If anything, Bangladeshis are more than welcome than before in today’s Bengal, not least for reasons of economy. Today, the state earns hard cash from a variety of ways from thousands of Bangladeshi tourists keen to visit Darjeeling, Digha, greater Kolkata and Murshidabad. The same applies to resident Bangladeshi students and medical patients requiring treatment in local hospitals! Entire markets, malls, hotels, restaurants and lodging houses in the Hogg market, Sealdah, Howrah and other areas cater predominantly to Bangladeshis. The home-stay system now operates in the Salk Lake and Southern suburbs of Kolkata, as well as in North Bengal to accommodate growing number of Bangladeshi residents/visitors.
In the garments and leather sectors, there are instances of Bangladeshi firms outsourcing some of their international orders to Metiaburuz and other areas, which keep thousands employed in Bengal. There are reports of Bangladeshis involving themselves in real estate transaction through their local relatives in Bengal.
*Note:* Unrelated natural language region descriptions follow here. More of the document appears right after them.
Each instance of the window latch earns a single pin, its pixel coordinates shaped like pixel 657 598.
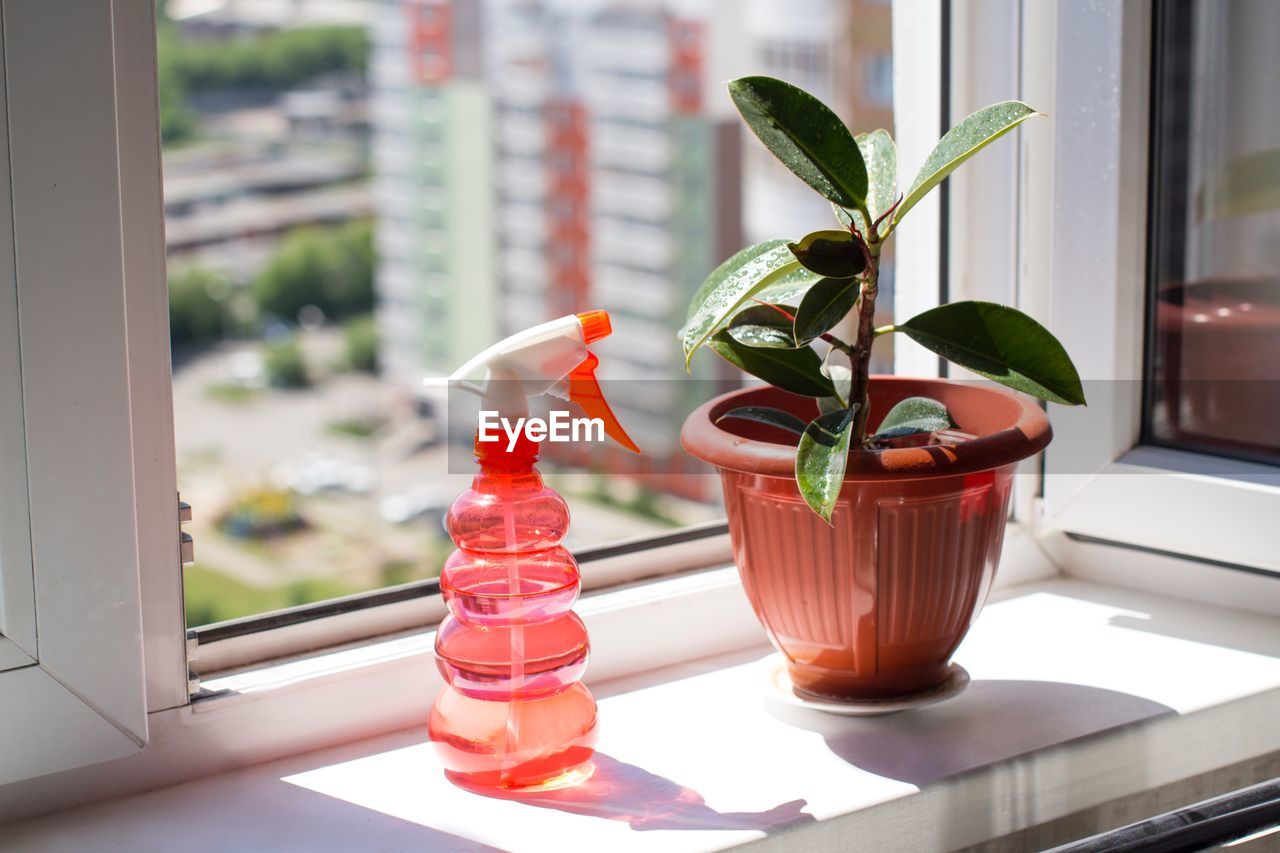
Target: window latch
pixel 186 544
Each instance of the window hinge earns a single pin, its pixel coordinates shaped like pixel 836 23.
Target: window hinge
pixel 192 653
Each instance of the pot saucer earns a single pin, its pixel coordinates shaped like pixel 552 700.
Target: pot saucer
pixel 780 688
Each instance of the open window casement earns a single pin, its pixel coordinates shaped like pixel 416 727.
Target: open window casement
pixel 81 466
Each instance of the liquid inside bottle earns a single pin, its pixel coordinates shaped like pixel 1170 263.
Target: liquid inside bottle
pixel 513 714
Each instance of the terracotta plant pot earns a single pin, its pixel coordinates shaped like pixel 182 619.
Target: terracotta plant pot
pixel 873 605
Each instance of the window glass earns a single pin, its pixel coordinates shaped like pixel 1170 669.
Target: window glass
pixel 1214 327
pixel 361 195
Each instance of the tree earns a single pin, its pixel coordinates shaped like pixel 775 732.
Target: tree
pixel 286 365
pixel 330 268
pixel 195 305
pixel 360 343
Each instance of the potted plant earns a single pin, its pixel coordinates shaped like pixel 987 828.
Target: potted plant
pixel 867 512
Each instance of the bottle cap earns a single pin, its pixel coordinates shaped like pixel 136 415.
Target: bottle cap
pixel 595 325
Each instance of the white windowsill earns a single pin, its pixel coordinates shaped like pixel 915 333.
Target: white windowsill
pixel 1082 693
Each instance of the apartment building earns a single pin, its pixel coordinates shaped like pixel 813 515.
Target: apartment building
pixel 538 158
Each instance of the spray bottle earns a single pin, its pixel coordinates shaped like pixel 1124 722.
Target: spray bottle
pixel 515 712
The cumbersome procedure of’ throwing out illegal Bangladeshis’ is not likely to be very effective in Bengal, given this background. If anything, greater Indo-Bangla co-operation and growing bilateral ties has helped Kolkata in recovering some of its lost locational importance in South Asia, in addition to bringing sizable benefits to the state economy as a whole.
There is another specific question to which BJP circles in Bengal have no answer. In Assam, following decades of agitations, ethnic violence and the considerable loss of life and property, March 24, 1971 was accepted as a cut off point for Bangladeshis coming over to the state. What would be the cut-off date for West Bengal, where the migration from Bangladesh, legal or otherwise, have continued for decades? Shall the date used for Assam be applicable automatically?
‘It does not seem that fixing any such date would be easy, if at all possible,’ admits a senior BJP leader, unwilling to be quoted. It is likely that the provisions under the existing Foreginers’ Act would remain the most effective legal instrument to deal with illegal infiltration into Bengal, as before.
Shah as the BJP President, makes it only more difficult for his party to grow and increase its following in Bengal by insisting that the NRC would be done here. Undoubtedly, TMC leader Mamata Banerjee who thrives on manipulating political controversies, will benefit from the BJP’s present stance.